In order truly to preclude the discriminatory use of peremptory challenges, judges must do more than simply accept the word of the honest prosecutors who appear before them regularly. It is too easy for prosecutors to convince themselves that they are challenging a prospective juror not because of the juror's race but because of some other factor—a factor that they may not have noticed had the prospective juror been white. And it is too easy for courts to bless those explanations rather than risk ruffling the feathers of lawyers they like and respect.

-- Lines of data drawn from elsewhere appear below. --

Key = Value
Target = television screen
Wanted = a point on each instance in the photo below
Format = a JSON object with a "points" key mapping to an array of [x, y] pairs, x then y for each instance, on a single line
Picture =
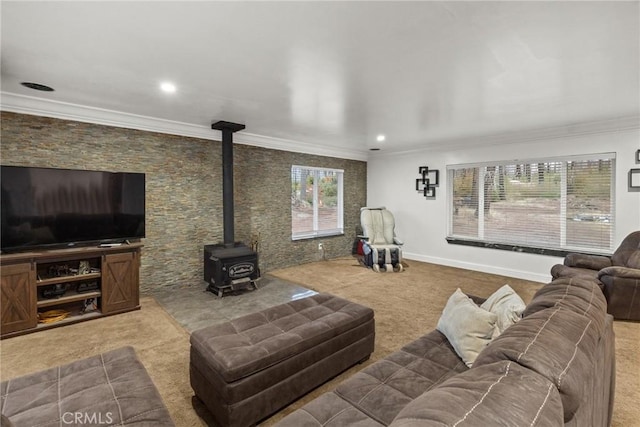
{"points": [[64, 207]]}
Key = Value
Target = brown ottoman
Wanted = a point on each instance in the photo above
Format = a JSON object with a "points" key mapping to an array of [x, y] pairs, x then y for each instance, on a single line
{"points": [[251, 367]]}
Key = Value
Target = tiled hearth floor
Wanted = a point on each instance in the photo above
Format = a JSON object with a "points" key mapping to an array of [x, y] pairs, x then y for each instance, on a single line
{"points": [[194, 308]]}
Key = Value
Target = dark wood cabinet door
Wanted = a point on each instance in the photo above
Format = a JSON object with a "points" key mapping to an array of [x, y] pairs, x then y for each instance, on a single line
{"points": [[120, 282], [18, 298]]}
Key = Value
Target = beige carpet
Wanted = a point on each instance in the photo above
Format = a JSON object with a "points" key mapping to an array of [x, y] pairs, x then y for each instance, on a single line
{"points": [[407, 305]]}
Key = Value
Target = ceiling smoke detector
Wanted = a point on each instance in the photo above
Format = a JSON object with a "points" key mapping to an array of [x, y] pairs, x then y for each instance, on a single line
{"points": [[37, 86]]}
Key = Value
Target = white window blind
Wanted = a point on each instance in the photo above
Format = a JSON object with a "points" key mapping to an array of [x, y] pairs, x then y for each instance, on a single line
{"points": [[316, 202], [564, 204]]}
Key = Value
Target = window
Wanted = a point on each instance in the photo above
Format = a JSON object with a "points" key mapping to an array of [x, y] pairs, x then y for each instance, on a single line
{"points": [[316, 202], [558, 204]]}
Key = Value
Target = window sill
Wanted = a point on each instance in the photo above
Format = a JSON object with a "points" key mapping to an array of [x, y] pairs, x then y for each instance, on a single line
{"points": [[518, 248], [317, 235]]}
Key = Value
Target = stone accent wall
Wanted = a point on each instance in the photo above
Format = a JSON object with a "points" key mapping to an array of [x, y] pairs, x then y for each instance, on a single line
{"points": [[184, 190]]}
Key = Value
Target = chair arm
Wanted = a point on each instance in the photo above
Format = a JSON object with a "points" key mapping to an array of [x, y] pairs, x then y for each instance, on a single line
{"points": [[617, 271], [593, 262]]}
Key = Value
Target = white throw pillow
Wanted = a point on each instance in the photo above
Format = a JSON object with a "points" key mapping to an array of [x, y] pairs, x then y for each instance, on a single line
{"points": [[507, 305], [468, 327]]}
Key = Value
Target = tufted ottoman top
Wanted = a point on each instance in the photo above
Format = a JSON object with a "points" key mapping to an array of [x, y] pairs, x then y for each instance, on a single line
{"points": [[251, 343]]}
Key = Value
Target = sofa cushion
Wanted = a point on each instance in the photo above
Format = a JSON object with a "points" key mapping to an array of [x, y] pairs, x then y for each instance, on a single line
{"points": [[328, 410], [111, 388], [557, 343], [382, 389], [251, 343], [507, 305], [468, 327], [499, 394], [582, 296]]}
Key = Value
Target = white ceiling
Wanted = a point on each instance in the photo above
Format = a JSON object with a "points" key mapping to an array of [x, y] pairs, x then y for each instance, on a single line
{"points": [[327, 77]]}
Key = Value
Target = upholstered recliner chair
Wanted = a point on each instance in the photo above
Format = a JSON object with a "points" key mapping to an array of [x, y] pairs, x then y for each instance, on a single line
{"points": [[378, 227], [619, 276]]}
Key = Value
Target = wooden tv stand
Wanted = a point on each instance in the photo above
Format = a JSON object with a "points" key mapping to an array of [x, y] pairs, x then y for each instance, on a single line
{"points": [[85, 282]]}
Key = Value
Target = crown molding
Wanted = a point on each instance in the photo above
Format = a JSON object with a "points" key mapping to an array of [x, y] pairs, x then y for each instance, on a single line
{"points": [[22, 104], [571, 130]]}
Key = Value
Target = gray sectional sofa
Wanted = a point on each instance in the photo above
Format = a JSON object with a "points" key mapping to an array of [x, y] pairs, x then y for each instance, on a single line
{"points": [[112, 388], [554, 367]]}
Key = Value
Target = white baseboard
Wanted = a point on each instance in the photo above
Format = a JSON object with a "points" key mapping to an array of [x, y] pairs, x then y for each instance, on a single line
{"points": [[519, 274]]}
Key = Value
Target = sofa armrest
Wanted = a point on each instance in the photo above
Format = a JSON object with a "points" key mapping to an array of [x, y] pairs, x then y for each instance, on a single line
{"points": [[617, 271], [593, 262]]}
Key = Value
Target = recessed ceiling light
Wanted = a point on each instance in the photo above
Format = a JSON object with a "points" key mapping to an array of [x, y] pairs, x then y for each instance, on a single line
{"points": [[37, 86], [168, 87]]}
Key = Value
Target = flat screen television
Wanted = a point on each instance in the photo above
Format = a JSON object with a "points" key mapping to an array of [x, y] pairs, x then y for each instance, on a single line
{"points": [[46, 207]]}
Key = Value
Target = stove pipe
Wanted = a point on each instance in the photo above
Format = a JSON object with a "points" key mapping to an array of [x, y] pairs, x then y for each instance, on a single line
{"points": [[227, 129]]}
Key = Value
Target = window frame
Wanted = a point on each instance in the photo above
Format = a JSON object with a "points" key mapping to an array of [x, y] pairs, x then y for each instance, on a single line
{"points": [[315, 233], [562, 248]]}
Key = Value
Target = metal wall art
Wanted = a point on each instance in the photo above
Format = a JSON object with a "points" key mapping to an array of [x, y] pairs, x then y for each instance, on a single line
{"points": [[428, 182]]}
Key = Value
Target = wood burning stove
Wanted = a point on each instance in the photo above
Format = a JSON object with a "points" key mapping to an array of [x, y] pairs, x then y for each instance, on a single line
{"points": [[229, 264], [226, 267]]}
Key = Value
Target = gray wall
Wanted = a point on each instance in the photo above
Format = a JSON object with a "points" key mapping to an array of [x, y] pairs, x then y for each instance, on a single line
{"points": [[184, 190]]}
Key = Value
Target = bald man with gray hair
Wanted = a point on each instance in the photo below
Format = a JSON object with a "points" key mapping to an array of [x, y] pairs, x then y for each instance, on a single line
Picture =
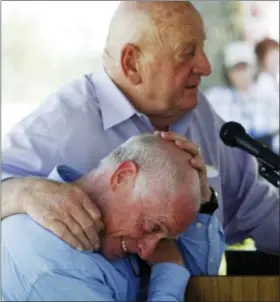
{"points": [[149, 196]]}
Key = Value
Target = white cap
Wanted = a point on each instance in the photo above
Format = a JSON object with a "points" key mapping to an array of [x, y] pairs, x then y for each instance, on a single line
{"points": [[239, 52]]}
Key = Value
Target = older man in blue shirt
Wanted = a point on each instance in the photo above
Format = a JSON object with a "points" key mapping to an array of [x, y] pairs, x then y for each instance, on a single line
{"points": [[152, 70], [38, 266]]}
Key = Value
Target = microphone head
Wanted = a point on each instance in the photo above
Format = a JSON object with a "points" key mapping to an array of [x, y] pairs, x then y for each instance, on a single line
{"points": [[230, 132]]}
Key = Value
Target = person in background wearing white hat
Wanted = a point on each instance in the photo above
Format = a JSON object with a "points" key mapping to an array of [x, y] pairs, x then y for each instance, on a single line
{"points": [[267, 82], [239, 100]]}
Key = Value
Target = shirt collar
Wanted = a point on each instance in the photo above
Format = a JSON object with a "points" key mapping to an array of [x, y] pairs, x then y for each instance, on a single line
{"points": [[115, 107]]}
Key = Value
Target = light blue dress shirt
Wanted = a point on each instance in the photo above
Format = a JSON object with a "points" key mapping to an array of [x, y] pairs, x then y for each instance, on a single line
{"points": [[86, 119], [38, 266]]}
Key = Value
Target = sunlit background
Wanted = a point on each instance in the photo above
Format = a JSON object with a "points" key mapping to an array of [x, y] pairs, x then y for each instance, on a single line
{"points": [[46, 44]]}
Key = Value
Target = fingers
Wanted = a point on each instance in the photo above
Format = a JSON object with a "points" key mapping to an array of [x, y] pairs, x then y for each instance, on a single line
{"points": [[197, 162], [78, 232], [63, 232]]}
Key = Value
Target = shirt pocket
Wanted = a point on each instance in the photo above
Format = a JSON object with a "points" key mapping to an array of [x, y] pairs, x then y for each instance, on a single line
{"points": [[202, 245]]}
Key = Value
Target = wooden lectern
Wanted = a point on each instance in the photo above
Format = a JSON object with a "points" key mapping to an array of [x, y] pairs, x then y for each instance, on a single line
{"points": [[234, 289]]}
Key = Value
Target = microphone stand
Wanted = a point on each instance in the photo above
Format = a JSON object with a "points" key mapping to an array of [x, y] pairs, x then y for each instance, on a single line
{"points": [[269, 172]]}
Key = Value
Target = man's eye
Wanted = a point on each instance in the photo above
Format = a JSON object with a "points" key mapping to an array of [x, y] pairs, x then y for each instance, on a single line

For all the above reasons, I grant the government's motion to vacate the Batson finding with respect to Juror 16 but deny the motion to vacate the Batson finding as to Juror 6.

SO ORDERED.

FootNotes


1. See, e.g., Howard, 986 F.2d at 29-30; see also Johnson, 545 U.S. at 174 (Thomas, J., dissenting) ("According to Batson, the Equal Protection Clause requires that prosecutors select juries based on factors other than race—not that litigants bear particular burdens of proof or persuasion. Because Batson's burden-shifting approach is a prophylactic framework that polices racially discriminatory jury selection rather than an independent constitutional command, States have wide discretion, subject to the minimum requirements of the Fourteenth Amendment, to experiment with solutions to difficult problems of policy.") (internal citations and quotation marks omitted); State v. Buggs, 581 N.W.2d 329, 347 (Minn. 1998) (Page, J., dissenting) (describing Batson as "establish[ing] the floor for challenging race based peremptory strikes . . . not set[ting] the ceiling").
2. Buggs, 581 N.W.2d at 347 (Page, J., dissenting).
3. Juror 6 said that he was in a relationship.
4. Juror 6 also had earned a master's degree from the Rochester Institute of Technology in 2011.